A separate section would require U.S. companies to provide “effective, high-quality, continuous and real-time access and use of aggregated or non-aggregated data, that is provided for or generated in the context of the use of the relevant core platform services.” The definition of “user data” that must be disclosed under this obligation is quite broad, likely including proprietary commercial or technical insights based on such data. U.S. companies would be forced to share commercial or engineering insights with businesses with which they compete.
It does not require a giant leap of imagination to see how increasing the access of foreign competitors in Beijing and Moscow to user data and U.S. intellectual property could pose a real risk to U.S. cybersecurity.
Over the long-term, regulation that specifically targets top U.S. tech companies risks creating a vacuum that Chinese tech firms, not European ones, are strategically positioned to fill. Ceding power to Europe to set global regulatory standards in this vein will weaken the security of the free world.

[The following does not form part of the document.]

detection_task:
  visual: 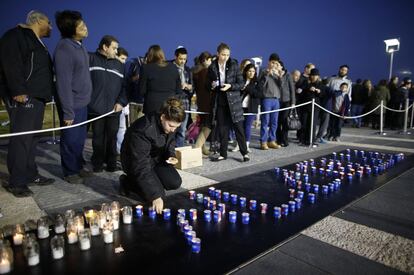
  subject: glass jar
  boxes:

Meanwhile, Russia allows criminal gangs to operate against Western targets with tacit approval and abets them when it suits its interests. China has developed strong offensive cyber capabilities and a nationalistic technology policy that targets Western industry as core tenants of its strategy for future economic growth, prosperity and geopolitical power.
Fortunately, the Biden administration established a mechanism to reach some common ground with our European allies on ways to foster a technological ecosystem that promotes shared democratic values. The administration has launched the Trade and Technology Council (TTC), which can serve as an ongoing venue to push against European actions that risk the collective ability of the West to compete with nations such as China.
The Biden administration should actively oppose efforts by our close allies to enact regulations that force U.S. companies to hand over trade secrets and sensitive company data to foreign competitors, or any third party. The security of our internet connected systems and data should be a top priority, particularly in light of the ever-rising number of cyberattacks on U.S. agencies and businesses.
There is a legitimate need to ensure healthy competition in our technology sector. But doing it in a way that exposes vulnerabilities or stifles innovation will risk ceding advantages to our geopolitical adversaries and autocratic nations that do not play by the rules.
Thomas P. Bossert is president of Trinity Cyber, Inc., and served as the White House assistant to the president for homeland security and counterterrorism from 2017 to 2018.